Le froid me paraît toujours plus intense à l'orée des bois, où se trouve la maison de mes parents, qu'au milieu des immeubles de la ville, lorsque je suis à Paris. Et j'ai cette impression qu'il n'a jamais été aussi irradiant qu'aujourd'hui. Pourtant, je suis prête pour un nouvel entraînement. Je me suis déjà bien échauffée dans ma chambre, histoire de vaincre mon adversaire du jour. Ce temps glacial. Habillée en conséquence, je n'ai plus que mes baskets à lacer, et je partirai sur les routes de ma campagne, certainement encore recouvertes par le gel matinal.
Hier soir, nous avons terminé la soirée avec mes parents à discuter encore et encore de mon projet "fou", comme ils l'appellent. Je me suis excusée des insultes que je leur ai jetées à la figure, et je crois que ce moment marque une étape importante entre nous. Je me sens enfin soutenue. Et je suis impatiente de pouvoir raconter tout cela à Kyle.
A cette pensée mon téléphone vibre. Je l'attrape expressément, priant pour un coup du destin. Mais je suis prise de panique lorsque je vois le nom s'afficher sur mon téléphone. Valentin. Je ne réponds pas et attends, à regarder ce prénom que j'ai en aversion ne jamais disparaître.
Finalement, après quelques secondes bien trop longues, mon téléphone redevient silencieux. Et puis une nouvelle vibration. Un message. Je décide de l'écouter sans attendre : "Salut Alice, c'est Valentin. Comme promis, je te rappelle.
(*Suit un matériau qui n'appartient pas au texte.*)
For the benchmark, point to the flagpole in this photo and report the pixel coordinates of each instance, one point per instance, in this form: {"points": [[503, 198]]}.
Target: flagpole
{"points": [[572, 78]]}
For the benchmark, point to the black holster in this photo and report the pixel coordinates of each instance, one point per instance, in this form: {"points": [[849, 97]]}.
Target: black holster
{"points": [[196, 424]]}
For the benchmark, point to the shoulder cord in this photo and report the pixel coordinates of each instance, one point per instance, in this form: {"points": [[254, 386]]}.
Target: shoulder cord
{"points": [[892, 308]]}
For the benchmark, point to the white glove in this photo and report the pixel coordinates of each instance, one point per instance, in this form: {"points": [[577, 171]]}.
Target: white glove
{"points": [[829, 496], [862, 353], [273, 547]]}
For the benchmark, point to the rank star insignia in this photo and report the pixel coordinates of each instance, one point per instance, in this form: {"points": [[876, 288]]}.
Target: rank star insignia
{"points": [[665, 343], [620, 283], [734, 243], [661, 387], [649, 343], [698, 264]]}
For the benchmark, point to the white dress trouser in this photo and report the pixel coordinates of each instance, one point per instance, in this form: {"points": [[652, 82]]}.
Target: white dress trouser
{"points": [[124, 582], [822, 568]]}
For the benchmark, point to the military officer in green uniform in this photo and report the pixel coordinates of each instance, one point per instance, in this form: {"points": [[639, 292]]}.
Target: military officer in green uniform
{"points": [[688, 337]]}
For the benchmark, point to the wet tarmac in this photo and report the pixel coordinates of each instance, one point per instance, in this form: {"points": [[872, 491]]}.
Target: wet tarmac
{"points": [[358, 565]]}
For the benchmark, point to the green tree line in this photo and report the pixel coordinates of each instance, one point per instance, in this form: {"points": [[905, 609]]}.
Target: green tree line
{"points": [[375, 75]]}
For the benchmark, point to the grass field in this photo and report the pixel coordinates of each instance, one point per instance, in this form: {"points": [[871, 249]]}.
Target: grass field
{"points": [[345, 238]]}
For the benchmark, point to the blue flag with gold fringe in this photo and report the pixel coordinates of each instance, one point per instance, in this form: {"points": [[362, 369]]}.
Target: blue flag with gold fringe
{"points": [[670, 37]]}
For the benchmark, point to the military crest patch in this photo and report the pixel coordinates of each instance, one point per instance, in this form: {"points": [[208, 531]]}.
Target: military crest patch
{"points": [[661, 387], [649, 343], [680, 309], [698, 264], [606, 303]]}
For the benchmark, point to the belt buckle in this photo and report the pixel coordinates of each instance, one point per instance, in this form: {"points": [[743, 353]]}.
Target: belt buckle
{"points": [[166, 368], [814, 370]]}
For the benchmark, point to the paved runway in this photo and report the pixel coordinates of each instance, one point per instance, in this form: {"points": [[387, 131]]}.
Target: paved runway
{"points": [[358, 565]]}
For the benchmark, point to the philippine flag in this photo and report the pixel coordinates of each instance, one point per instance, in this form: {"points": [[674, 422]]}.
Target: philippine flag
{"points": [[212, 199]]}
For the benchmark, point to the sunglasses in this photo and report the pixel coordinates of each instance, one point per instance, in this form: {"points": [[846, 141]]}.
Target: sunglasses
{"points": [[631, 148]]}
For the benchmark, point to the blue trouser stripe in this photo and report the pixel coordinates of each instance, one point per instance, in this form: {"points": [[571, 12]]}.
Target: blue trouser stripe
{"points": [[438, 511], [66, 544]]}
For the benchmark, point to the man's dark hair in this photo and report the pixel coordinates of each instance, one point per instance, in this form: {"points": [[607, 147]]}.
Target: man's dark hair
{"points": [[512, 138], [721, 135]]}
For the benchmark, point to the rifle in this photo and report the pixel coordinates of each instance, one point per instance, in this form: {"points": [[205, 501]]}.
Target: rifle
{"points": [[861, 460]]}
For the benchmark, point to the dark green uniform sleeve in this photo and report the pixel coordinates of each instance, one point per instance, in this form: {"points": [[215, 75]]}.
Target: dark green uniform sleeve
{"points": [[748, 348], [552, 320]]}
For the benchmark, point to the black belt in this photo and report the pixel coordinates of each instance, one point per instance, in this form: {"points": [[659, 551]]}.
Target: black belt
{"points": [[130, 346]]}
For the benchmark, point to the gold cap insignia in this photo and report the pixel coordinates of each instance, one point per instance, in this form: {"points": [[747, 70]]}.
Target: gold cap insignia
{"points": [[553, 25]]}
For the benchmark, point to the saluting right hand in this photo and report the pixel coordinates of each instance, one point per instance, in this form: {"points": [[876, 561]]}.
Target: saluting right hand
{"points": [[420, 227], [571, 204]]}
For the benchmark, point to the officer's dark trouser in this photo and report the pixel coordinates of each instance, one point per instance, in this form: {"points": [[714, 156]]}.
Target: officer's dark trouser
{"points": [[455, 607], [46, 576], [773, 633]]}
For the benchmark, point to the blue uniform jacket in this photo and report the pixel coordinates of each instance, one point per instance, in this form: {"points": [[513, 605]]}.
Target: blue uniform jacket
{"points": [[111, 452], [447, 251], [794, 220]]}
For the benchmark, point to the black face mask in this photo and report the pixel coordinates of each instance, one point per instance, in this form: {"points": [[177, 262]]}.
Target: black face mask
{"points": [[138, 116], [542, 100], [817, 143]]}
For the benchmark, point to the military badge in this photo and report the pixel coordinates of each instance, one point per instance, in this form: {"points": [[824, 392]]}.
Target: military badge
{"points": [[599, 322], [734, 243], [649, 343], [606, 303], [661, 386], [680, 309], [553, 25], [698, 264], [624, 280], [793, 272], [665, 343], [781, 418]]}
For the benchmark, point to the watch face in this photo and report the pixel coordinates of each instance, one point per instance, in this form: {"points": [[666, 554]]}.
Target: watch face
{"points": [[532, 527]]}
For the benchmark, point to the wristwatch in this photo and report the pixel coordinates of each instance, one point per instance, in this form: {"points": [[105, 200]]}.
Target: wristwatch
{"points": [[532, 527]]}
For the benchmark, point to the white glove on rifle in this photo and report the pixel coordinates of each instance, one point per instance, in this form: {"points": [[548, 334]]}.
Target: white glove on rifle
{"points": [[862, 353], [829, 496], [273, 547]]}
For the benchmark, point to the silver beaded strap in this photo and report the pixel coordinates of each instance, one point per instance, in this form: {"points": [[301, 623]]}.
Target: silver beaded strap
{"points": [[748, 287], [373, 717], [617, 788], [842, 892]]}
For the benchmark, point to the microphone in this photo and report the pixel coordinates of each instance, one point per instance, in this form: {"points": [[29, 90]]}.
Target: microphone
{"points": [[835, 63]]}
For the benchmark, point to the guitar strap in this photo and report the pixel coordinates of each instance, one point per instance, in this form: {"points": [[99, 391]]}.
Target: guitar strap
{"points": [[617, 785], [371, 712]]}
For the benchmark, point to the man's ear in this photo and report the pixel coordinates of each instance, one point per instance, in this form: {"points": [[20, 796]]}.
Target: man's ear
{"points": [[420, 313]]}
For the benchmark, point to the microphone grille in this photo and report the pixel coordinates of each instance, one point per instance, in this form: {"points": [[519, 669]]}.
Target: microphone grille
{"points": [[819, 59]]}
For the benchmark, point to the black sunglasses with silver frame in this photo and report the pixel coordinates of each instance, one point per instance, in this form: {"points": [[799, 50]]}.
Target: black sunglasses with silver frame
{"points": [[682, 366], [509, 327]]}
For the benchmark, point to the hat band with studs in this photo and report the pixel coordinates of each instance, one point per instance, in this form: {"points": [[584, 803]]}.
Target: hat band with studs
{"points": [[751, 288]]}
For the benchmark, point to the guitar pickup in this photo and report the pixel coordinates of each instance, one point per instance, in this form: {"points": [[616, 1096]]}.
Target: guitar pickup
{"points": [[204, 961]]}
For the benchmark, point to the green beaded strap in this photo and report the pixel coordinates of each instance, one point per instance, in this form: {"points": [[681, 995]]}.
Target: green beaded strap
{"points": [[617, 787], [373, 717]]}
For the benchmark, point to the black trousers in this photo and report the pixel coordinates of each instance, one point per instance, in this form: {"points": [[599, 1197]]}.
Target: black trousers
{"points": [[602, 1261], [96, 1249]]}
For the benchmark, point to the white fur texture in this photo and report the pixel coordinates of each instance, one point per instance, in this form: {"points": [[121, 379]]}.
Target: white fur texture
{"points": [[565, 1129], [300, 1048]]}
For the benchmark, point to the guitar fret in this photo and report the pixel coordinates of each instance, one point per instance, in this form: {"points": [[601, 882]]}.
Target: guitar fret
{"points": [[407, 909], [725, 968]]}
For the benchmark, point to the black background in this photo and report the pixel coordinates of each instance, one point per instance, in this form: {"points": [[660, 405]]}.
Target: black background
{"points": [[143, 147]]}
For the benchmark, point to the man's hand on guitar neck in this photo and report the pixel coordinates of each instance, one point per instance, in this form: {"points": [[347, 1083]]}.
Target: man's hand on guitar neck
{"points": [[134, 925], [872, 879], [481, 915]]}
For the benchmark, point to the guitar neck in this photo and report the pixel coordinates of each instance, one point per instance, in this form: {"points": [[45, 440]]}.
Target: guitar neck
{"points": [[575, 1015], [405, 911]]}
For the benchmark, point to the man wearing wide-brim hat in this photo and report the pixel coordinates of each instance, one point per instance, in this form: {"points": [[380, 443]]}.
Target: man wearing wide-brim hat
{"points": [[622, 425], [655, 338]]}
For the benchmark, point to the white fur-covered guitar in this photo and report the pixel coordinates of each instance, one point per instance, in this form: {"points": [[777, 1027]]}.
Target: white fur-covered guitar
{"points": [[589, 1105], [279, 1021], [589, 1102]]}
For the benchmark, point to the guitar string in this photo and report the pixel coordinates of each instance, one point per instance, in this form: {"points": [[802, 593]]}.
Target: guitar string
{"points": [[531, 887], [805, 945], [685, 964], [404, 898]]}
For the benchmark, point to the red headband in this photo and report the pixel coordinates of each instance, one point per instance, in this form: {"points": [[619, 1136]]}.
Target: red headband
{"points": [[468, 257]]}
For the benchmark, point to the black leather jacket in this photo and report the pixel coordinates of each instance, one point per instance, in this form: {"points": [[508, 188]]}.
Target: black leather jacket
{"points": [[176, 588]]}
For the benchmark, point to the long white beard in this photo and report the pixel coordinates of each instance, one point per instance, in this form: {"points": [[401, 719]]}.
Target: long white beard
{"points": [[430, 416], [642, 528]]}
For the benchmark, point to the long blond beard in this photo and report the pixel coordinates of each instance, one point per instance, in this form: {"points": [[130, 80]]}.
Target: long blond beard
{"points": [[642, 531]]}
J'ai failli passer chez toi hier, mais bon... j'ai préféré t'appeler d'abord. Donc, voilà, je voulais juste savoir si au final tu serais d'accord de boire un café. S'il te plaît. J'ai tellement de choses à te dire. Bon... j'essaierai de te rappeler tout à l'heure."
Que faire ? Je ne veux pas le voir. Mais si jamais il décidait réellement de passer chez mes parents à l'improviste ? Je vais attendre et prendrai une décision après mon entraînement. J'inspire une dernière fois l'air chaleureux de la maison, et pars vaincre ma flemme, le froid et ma limite contre moi-même.
A peine revenue, en jetant un oeil sur mon téléphone pour être sûre de ne pas avoir loupé Kyle, je m'aperçois que Valentin a de nouveau essayé de me joindre. Je m'affole de plus en plus à l'idée qu'il passe me voir chez mes parents. Rien que d'y penser, j'en frémis plus que durant cette dernière heure où tout mon corps a pourtant été enveloppé par l'air glacial de décembre.
Si je dois l'affronter, ce sera sur un terrain neutre. Et peut-être que ce serait l'occasion de vider mon sac. De lui dire à quel point il a bousillé mes dernières années. Peut-être qu'au final, le destin y était pour quelque chose, ce matin, lorsque mon téléphone a sonné. Sur un coup de tête je le rappelle :
— Hé Alice ! Merci de me rappeler ! Je t'avoue que je n'y croyais pas trop.
— Je peux raccrocher si tu préfères.
Un bref silence répond d'abord à ma pique sèche. Et puis :
— Non, non... Bien sûr, non. Alors... Est-ce que tu veux bien qu'on prenne un café ensemble ?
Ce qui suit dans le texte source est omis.